Regular dental checkups and oral hygiene visits are important for identifying the early stage of mouth cancer.
However, the shortage of dentists in the UK has led to a rise in mouth cancers that are spotted too late, according to the charity Oral Health Foundation.
Ninety per cent of NHS (UK National Health Service) dentists surveyed by the BBC last year were not accepting new adult patients for NHS treatment.
However, if it is caught early, mouth cancer has an excellent cure rate: over 90% with relatively simple treatment. Unfortunately, about half of new mouth cancer diagnoses in the UK are detected late.

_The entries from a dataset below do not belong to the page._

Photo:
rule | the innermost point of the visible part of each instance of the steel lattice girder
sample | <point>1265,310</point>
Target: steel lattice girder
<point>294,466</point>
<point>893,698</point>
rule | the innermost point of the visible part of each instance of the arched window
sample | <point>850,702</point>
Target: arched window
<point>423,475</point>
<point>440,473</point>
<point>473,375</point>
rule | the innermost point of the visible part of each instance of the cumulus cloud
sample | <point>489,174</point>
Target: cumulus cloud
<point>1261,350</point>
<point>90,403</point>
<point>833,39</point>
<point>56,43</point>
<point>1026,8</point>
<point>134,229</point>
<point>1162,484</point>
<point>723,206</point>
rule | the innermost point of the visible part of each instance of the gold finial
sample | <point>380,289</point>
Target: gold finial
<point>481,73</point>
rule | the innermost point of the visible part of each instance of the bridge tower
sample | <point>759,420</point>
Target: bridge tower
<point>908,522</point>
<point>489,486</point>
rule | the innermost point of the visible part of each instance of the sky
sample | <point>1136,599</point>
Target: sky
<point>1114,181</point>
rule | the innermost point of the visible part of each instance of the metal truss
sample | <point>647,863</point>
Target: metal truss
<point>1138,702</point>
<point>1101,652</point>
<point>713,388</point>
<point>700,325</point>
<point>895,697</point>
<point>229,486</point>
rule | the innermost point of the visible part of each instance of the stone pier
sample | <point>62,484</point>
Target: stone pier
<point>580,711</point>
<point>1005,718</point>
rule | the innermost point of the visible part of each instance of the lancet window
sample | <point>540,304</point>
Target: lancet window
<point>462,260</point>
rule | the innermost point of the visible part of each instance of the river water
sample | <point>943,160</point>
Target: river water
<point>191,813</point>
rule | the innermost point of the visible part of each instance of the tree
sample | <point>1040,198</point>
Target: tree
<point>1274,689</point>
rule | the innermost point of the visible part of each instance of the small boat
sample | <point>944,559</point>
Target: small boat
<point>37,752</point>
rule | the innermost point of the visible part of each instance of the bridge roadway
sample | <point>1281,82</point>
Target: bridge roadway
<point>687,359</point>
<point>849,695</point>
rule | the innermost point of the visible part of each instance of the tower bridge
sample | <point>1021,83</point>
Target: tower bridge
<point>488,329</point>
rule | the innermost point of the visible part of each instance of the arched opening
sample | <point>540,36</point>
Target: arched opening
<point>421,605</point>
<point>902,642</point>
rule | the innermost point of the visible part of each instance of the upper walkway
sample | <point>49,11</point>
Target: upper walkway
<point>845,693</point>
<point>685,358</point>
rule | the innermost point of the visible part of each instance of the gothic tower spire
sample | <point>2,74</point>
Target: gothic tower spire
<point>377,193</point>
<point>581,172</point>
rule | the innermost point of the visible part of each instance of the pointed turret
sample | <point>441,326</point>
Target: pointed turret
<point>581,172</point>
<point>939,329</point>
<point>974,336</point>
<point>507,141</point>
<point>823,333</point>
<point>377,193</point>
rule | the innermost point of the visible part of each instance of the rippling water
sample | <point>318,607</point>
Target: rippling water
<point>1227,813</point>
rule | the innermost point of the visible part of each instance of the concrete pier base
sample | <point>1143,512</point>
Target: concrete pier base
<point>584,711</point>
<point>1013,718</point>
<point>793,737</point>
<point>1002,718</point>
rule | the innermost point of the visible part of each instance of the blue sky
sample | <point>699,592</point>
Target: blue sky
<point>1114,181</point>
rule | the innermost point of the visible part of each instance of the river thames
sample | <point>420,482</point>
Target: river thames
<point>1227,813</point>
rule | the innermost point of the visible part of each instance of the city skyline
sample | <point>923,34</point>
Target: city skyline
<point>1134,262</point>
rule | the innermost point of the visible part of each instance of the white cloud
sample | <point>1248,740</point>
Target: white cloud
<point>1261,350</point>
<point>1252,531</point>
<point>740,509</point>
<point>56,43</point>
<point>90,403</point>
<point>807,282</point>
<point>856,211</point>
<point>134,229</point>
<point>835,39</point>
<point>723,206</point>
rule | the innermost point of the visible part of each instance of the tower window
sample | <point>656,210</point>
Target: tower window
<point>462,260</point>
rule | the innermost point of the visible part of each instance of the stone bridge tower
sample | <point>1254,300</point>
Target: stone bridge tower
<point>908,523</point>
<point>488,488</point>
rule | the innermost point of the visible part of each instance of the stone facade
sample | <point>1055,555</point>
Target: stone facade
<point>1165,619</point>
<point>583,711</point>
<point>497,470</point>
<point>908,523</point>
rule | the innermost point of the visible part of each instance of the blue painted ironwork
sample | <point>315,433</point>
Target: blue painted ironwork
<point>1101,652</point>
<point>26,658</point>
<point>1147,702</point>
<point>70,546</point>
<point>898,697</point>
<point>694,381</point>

If you are struggling to find a dentist or get a dentist appointment, it is vital that you check your mouth for early signs of cancer.
What to look out for
The main symptoms of mouth cancer include:
- ulcers in the mouth that do not heal within three weeks
- lump or swelling anywhere in the mouth, jaw or neck that persists for more than three weeks
- new red or white patches in the mouth
- numbness of tongue or other area of the mouth
- unexplained loose teeth
- chronic sore throat or hoarseness that persists for more than six weeks.
If you notice any of the above things, it's important to see your GP or dentist (if available) as soon as possible.
In the UK, dentists and doctors can refer patients to hospital specialists for urgent suspected cancer assessments. People referred this way will be seen within 14 days of referral to exclude or confirm a cancer diagnosis.
Excellent cure rate
In recent years, the range and scope of treatments for mouth cancers have increased and improved, including new techniques, such as robotic surgery and immunotherapy. And improved understanding of the disease has helped doctors personalise treatment approaches and enhance the patient's experience.
Patient participation in clinical trials has further advanced our knowledge and provided high-quality evidence to support treatment selection. A significant proportion of patients complete treatment successfully and recover well.
In some patients, however, advanced cancer stage and complex treatment can affect facial appearance, speech, swallowing and shoulder movement. These can affect a person's ability to socialise as their speech and ability to eat or drink will be impaired by the treatment.
In some patients whose work or recreational interests rely on good shoulder or arm movement, employment and lifestyle adjustments might be required after treatment.
Prevention is better than a cure
Some lifestyle factors are related to an increased risk of mouth cancer. These include smoking and other forms of tobacco use, alcohol consumption, poor diet and chewing betel quid (paan).
In some patients, mouth cancer can be related to the human papillomavirus (HPV) caught through oral sex. People who take medicine to suppress their immune system, such as organ transplant recipients, might also be at a higher risk of developing mouth cancers.
But it's important to remember that almost half of all mouth cancers are preventable.